The curriculum is being developed by the WCIO thought leaders from around the world—US, Europe, South America, Asia and the Middle East. “We have a curriculum committee currently run by Robert Lewandowski, Chicago, USA, Alban Denys, Lausanne, Switzerland and Robert Suh, Los Angeles, USA, who are refining the programme. Our first IO University module is already available online at no charge on the IO Central website (IO-central.org). We have an extensive set of expert volunteers producing the content for each area, disease state, treatment modality and palliative care. The France Foundation will then take the content and produce the seminars, webinars, modules and videos. This will be a three-year project, and will be expensive, so we are looking to industry and other foundations to support it. I am very excited that Guerbet Group and Guerbet LLC have jointly agreed to provide a three-year grant supporting this endeavour,” Soulen said
“Clearly there is an understanding that we will have to layer on practical training as well. There will probably be hands-on training in selected centres around the USA and we are working out how to certify people and procedures,” Soulen noted.

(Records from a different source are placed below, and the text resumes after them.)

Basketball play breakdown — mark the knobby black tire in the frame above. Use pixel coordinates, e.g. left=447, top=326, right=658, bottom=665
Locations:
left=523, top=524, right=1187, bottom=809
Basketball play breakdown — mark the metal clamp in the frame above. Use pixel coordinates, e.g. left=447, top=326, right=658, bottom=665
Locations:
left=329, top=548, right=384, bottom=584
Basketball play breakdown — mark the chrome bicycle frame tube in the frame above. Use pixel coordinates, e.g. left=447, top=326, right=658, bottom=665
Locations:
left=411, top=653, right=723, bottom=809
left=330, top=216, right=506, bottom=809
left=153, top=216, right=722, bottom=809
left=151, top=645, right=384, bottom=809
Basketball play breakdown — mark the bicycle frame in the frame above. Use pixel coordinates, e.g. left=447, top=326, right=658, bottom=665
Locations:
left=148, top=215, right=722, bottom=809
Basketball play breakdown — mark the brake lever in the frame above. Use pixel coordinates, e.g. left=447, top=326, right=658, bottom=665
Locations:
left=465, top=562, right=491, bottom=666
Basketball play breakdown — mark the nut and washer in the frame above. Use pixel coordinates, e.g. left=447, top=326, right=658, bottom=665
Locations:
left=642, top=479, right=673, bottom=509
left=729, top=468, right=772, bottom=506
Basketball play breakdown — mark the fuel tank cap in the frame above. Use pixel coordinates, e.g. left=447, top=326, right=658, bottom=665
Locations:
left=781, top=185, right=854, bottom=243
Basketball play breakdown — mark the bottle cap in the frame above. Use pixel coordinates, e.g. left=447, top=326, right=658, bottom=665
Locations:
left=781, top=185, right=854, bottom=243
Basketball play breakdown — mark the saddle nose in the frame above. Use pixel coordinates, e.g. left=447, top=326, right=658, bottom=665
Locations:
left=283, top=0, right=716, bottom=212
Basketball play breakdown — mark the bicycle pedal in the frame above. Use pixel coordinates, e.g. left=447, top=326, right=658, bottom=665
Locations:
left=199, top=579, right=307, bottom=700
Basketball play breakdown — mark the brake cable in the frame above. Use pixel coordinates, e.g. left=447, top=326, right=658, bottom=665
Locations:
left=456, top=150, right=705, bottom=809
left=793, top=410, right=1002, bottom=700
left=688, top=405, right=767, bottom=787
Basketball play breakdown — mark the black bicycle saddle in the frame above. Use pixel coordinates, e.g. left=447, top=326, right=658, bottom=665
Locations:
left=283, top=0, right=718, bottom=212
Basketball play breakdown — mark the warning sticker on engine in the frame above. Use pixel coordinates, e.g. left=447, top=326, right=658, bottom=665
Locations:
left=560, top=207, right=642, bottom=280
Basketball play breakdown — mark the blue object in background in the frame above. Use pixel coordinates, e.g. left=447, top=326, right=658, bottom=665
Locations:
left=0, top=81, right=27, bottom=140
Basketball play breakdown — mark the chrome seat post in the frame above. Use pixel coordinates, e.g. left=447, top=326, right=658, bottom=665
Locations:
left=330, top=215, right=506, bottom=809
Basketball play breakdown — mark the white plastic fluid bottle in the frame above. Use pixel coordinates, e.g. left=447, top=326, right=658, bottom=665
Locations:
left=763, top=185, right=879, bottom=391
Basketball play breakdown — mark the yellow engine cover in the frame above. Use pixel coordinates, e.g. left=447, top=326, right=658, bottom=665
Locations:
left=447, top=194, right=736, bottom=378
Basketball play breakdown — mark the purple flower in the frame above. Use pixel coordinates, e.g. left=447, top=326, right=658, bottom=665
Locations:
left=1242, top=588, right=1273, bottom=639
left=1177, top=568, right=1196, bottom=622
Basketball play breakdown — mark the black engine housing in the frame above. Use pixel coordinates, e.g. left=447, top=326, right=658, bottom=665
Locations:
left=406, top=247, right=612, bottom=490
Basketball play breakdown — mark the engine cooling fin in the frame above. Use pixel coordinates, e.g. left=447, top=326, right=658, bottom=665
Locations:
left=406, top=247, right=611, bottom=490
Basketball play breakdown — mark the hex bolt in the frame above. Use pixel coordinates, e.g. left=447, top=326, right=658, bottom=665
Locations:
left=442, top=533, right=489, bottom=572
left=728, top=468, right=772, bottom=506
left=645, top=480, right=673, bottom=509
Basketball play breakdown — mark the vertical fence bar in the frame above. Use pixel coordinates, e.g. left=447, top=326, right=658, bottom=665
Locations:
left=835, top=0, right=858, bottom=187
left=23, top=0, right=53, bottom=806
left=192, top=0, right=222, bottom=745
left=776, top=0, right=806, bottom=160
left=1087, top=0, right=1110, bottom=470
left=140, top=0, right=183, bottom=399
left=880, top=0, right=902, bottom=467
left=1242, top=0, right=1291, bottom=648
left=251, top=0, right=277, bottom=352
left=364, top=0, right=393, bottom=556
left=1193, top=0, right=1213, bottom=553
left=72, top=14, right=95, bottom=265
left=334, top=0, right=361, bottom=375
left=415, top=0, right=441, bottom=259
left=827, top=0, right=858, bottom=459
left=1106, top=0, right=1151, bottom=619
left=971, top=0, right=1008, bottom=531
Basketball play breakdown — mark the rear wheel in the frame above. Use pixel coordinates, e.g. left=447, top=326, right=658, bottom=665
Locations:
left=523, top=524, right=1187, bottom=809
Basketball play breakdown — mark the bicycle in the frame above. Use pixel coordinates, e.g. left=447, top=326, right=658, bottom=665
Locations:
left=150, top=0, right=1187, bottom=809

Resource for future trainees
“This endeavour is particularly timely given the new interventional radiology residency in the USA,” Soulen said. “As training programmes transition to the new format over the next several years, we have the opportunity to develop multi-year curricula in vascular and non-vascular diseases and cancer which can become integral parts of a five-year residency. The IO University programme will enable every interventional radiology residency to offer comprehensive interventional oncology education without having to re-invent the wheel. I am hopeful about the possibility of working with the Society of Interventional Radiology (SIR) and SIR Foundation to leverage this product into a building block of the new interventional radiology residency to ensure that cancer patients have a continuous supply of well-trained and educated interventional oncology specialists.”
Recognition
“Practitioners of interventional oncology, the fastest-growing segment within interventional radiology, have frequently told us that they would benefit from some form of recognition of having undergone interventional oncology training as it would help with credibility in multidisciplinary tumour boards,” he continued. Those who follow the proposed WCIO curriculum will learn each module, take a test and can get CME credit for passing the test. “When the entire curriculum is completed, which will cover about 200 hours of learning, interventional oncologists will receive a certificate from the WCIO that you can take to a tumour board to confirm a knowledge of oncology,” Soulen said.

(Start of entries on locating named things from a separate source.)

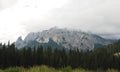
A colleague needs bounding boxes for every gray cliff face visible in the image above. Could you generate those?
[15,28,113,50]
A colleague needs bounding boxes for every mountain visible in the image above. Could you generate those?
[15,27,114,50]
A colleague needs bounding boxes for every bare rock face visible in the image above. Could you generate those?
[15,27,113,50]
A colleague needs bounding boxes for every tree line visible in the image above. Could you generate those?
[0,41,120,70]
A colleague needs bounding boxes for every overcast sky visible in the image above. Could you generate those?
[0,0,120,42]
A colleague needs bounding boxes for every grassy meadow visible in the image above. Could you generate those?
[0,65,119,72]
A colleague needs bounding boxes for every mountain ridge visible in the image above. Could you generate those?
[15,27,114,50]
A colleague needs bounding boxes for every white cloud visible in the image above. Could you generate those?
[0,0,120,42]
[0,0,67,42]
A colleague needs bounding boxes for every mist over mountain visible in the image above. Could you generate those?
[15,27,114,50]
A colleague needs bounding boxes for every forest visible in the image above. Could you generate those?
[0,40,120,70]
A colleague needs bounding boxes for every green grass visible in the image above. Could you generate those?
[0,65,119,72]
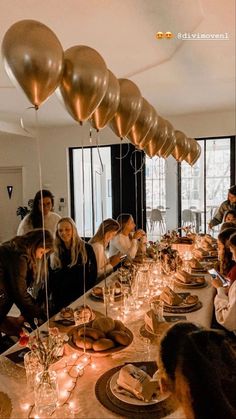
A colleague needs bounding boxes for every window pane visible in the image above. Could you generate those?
[146,157,166,240]
[181,138,230,232]
[73,147,112,237]
[73,148,93,237]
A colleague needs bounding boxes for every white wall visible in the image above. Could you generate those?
[0,112,235,228]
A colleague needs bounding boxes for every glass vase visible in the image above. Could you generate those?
[34,370,58,417]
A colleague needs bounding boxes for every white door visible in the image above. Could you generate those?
[0,167,22,242]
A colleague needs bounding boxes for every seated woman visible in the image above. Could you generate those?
[0,229,53,333]
[224,210,236,223]
[17,189,61,236]
[212,232,236,332]
[217,225,236,282]
[50,217,97,312]
[109,214,146,259]
[158,323,236,419]
[89,218,121,277]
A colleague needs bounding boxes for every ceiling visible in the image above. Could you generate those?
[0,0,235,132]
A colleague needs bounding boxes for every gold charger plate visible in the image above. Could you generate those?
[67,325,134,357]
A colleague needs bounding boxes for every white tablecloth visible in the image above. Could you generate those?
[0,275,214,419]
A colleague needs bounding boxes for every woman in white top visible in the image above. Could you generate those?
[89,218,121,277]
[17,189,61,236]
[212,233,236,332]
[109,214,146,259]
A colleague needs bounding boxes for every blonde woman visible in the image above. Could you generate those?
[50,217,97,311]
[89,218,121,277]
[110,214,146,259]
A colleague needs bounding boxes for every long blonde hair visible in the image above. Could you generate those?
[89,218,120,244]
[51,217,87,269]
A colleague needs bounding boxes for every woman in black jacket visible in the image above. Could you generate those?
[50,217,97,312]
[0,229,53,330]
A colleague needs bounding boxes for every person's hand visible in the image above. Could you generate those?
[109,253,120,266]
[211,278,223,288]
[133,229,146,239]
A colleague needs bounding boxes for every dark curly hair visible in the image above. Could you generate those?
[29,189,54,228]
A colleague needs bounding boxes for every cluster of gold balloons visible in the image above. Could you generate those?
[2,20,201,165]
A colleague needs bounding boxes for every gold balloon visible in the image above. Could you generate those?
[190,143,202,166]
[139,106,158,150]
[171,131,190,161]
[2,20,63,107]
[110,79,143,138]
[157,120,176,158]
[144,127,167,157]
[184,138,198,165]
[90,70,120,130]
[127,98,156,147]
[59,45,109,123]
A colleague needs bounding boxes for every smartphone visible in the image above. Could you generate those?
[208,269,228,287]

However, subspecialty certification in interventional oncology is a futuristic concept. It is important to remember that interventional oncology is part of interventional radiology, not a separate entity; it is a clinical discipline with a very specific knowledge and skill set that is needed to be able to treat cancer patients. People need to have access to that. Interventional oncology is an interventional radiology discipline for which we need a body of knowledge and education that does not exist in the current paradigm and the goal is to offer that training and a certificate to qualified physicians. This has nothing to do with credentialing or board certification, it is about the patients. We are not trying to create a new specialty, we are trying to create patient access to the wonderful care interventional oncology has to offer.” Soulen concluded.